For my son and grandsons

This blog is for future generations to look at and try to understand a way of life that has disappeared in one generation. A life of simplicty and a life of adventure that only
can come from living with nature.

Sunday, September 4, 2011

Uncle Ken, squirrel hunting, Moonshine and stolen timber

I got home from my cabin this afternoon after being there since Friday night.
I had been looking foward to this holiday weekend as it was the first since squirrel season cam in this past Thursday. My family has always hunted on Labor day weekend as far back as I can remember. And at one time when I was a kid , several Uncles and cousins, my grandpa Patton and my dad, it was like a family reunion. But this year it was Uncle Ken and I only. Uncle Ken is seventy two years old and he does not see well or is able to do much walking. So Saturday he and I jumped in my old pickup put it in four wheel drive and rode to the top of the Ridge and parked within  about thitrty yards of the Hickory grove. The Hickory grove was silent as a cemetary we found no sign of  squirrel's. We had gone about twenty yards into the grove and Uncle Ken had to rest so we sat down on a blown over Hickory tree. As we sat resting and talking a gray blundered upon us and I shot and strung him on my belt. We sat there talking about hunts from years past and the good times. After about twenty minutes he was rested and wanted to walk out on the point and check out some Walnut trees where we have always bagged some in years gone by.Just as we were nearing the point I heard a squirrel cutting on a nut, Uncle Ken said go ahead Beach I am going to sit and rest. I worked my way thru the underbrush and found my quarry there was four squirrel's in a slick bark Hickory eating what we Appalachian Americans call pig nuts.
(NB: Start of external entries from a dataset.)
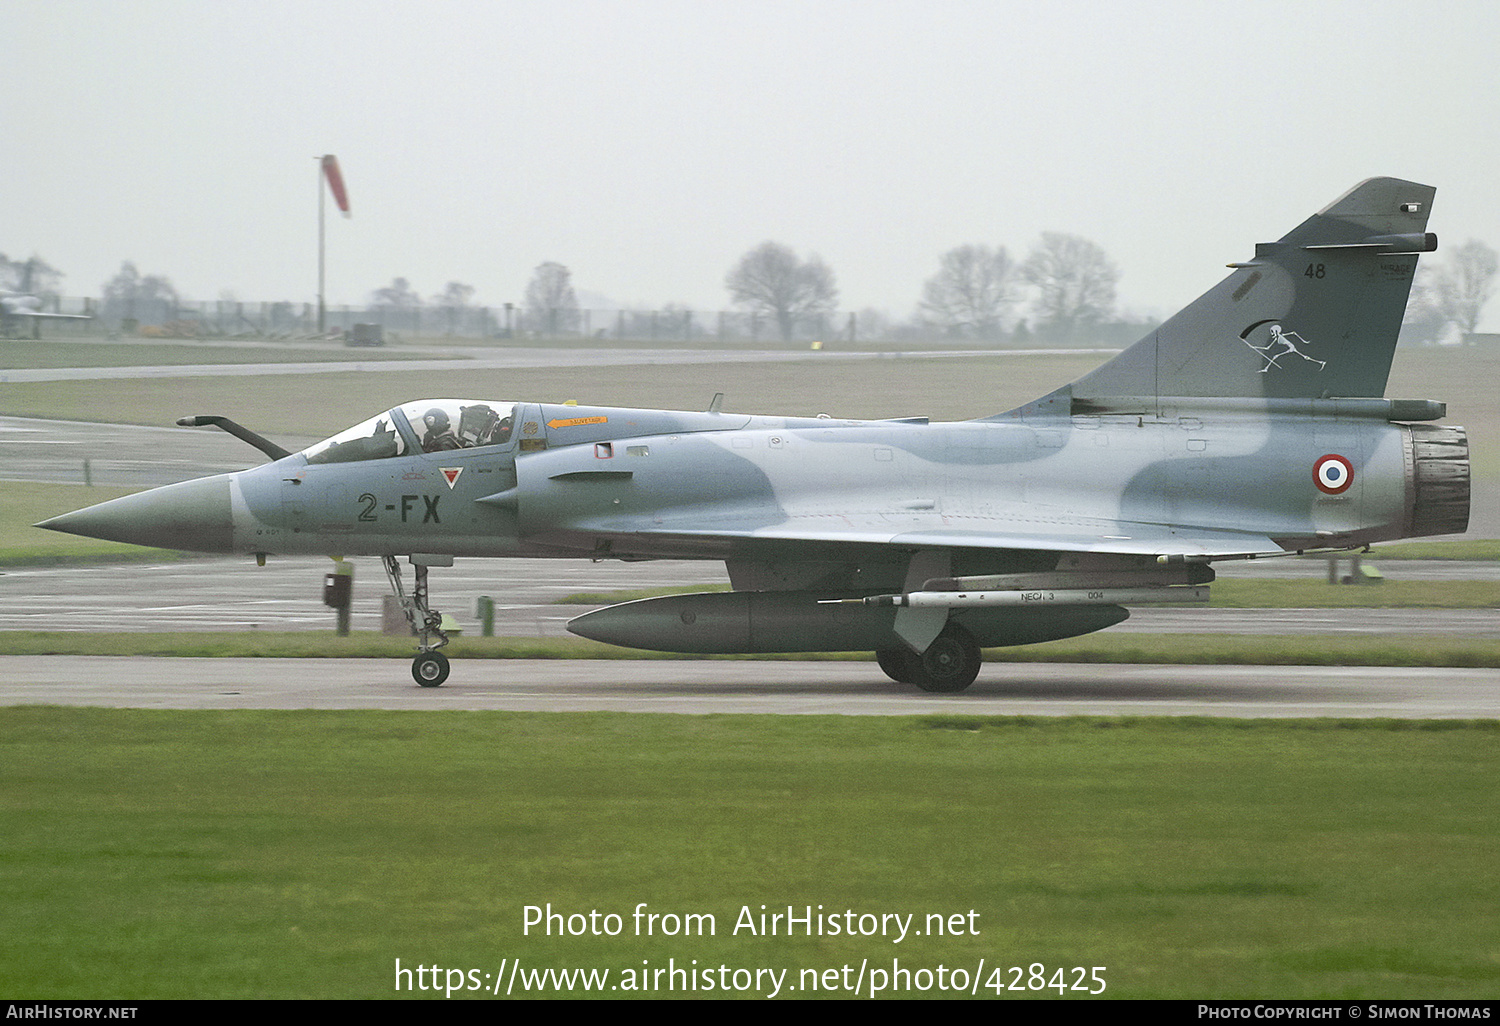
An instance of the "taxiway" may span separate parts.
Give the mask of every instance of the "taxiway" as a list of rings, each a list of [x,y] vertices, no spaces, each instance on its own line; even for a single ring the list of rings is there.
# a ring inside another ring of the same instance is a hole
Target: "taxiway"
[[[873,661],[464,659],[441,688],[405,660],[0,657],[0,705],[494,709],[905,716],[1500,717],[1500,670],[990,663],[958,695]]]

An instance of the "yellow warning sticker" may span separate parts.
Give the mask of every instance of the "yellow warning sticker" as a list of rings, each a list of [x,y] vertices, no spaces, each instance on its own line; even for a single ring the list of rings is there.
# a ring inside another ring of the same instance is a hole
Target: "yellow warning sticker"
[[[549,420],[549,428],[579,427],[583,424],[608,424],[608,417],[573,417],[570,420]]]

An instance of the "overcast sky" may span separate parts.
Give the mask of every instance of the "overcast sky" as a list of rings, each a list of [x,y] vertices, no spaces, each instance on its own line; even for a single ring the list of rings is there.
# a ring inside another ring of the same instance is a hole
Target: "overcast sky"
[[[728,305],[765,239],[905,316],[939,255],[1099,242],[1165,315],[1361,179],[1500,248],[1500,4],[0,0],[0,252],[97,295]],[[1441,256],[1441,252],[1438,254]],[[1430,259],[1430,258],[1424,258]],[[1500,300],[1486,326],[1500,324]]]

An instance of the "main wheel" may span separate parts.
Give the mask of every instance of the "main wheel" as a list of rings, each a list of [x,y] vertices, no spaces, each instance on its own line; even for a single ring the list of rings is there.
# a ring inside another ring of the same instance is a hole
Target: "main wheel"
[[[915,684],[922,671],[922,657],[909,648],[882,648],[875,653],[875,661],[897,684]]]
[[[424,688],[435,688],[448,679],[448,657],[441,652],[419,652],[411,661],[411,675]]]
[[[950,623],[922,653],[912,683],[923,691],[944,694],[962,691],[979,676],[980,662],[979,643],[974,635]]]

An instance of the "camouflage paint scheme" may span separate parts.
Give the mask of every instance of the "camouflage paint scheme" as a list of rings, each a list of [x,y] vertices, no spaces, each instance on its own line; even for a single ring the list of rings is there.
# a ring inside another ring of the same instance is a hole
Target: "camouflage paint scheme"
[[[428,686],[448,667],[427,567],[556,556],[728,567],[732,592],[596,610],[570,624],[588,637],[875,650],[896,680],[961,690],[980,647],[1206,601],[1215,560],[1465,529],[1463,429],[1428,423],[1442,403],[1383,398],[1433,195],[1365,181],[1115,359],[981,420],[422,400],[296,454],[234,425],[280,458],[39,526],[385,557]]]

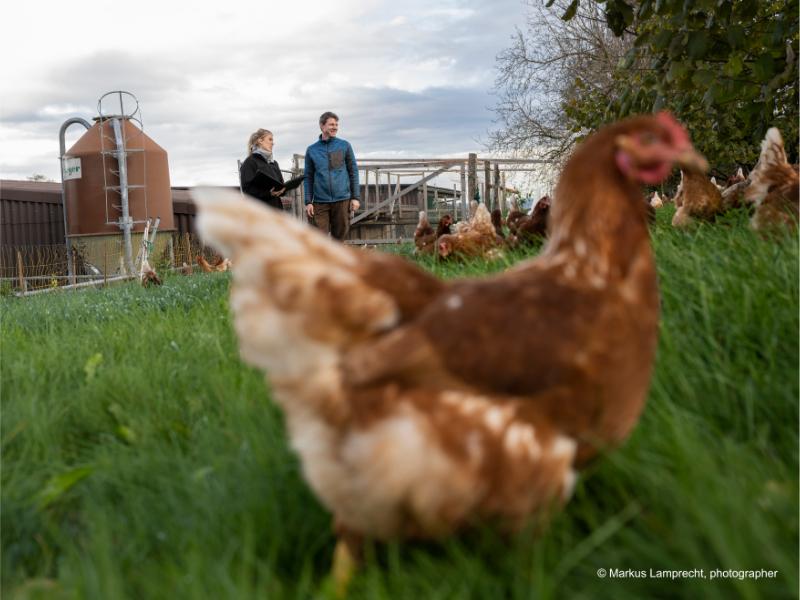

I killed one as it came down the tree, but that was all I managed as the other three never permitted me a good shot, and I wanted to get back to Uncle Ken. When I did he was sitting resting and aked me what they were eating , as he said I never heard them or seen anything. His shirt was soaked with sweat and I could tell he was very tired, I said Uncle Ken let us get out of here and I will buy us some breakfast, OK Beach he said. We got back to the truck and I helped him in, and drove back down the mountain, cleaned our squirrel's and I gave them to him. he said I will cook and make gravy on them tomorrow. After we ate he wanted to go home and get a shower and stretch out on the couch. I went back up to my little farm as I had work to do and the whole time Uncle Ken was on my mind, of all the hunts I been on in my life this has been the most special, as it may have been my last with my Uncle, and my best friend.
I got back to my little farm that afternoon, which is only about a mile the way the crow flies from Uncle Ken's and went to work. I had climb on tractor and start bush hogging the field's around the place. I only do this once a year and it seems it always is the hottest day in which I choose to do this.
it took me about five and a half hours to get just over half of it done. I quit about six and took a cool shower and went to Town for supper. After supper I got back to the farm , took a very nice Kristoff cigar of my desk , and a pint of Moonshine out of the fridge and walked out my my pond , sat down at the picnic table and lit my cigar , and sipped my Moonshine from a mason jar while looking over the fresh mowed fields. What a sight for a Applachian American a orange sky hanging over a woods. green fields and a pond with a ripple in the water a Bass just gulped down his supper.
I got up Sunday morning just after five am made a pot of coffee and sat on the porch waiting on the sun to paint the sky once again. It was a lot cooler this morning than it was yesterday and I decided at about six thirty am to check out my woods, to see what the squirrels were eating. It did noy take long I was in the woods about five minutes and found a slick bark hickory with four squirrel's riding the top out of it. I managed to get two of the four and thought to myself son you are getting old you should of had all four. I thought man this is going to be a good day I never seen another squirrel that morning.
As I neared the end of my property I noticed a lot more sunlight coming thru the woods canopy, and thought ut oh something's wrong, and I was right it seems my nieghbor sold some of his timber and in the process got on my land with the skidder and made me a nice road with three  foot deep trenches and six maybe seven Oak trees about three foot in diamator cut and gone. I hope I am wrong, I will get Unlce Ken up to look at next weekend has he knows the property line better than I. I hope I am wrong I hate to think that the timber cutter would risk so much for a couple of trees. Tree's that I have so many squirrel's out of thru the years.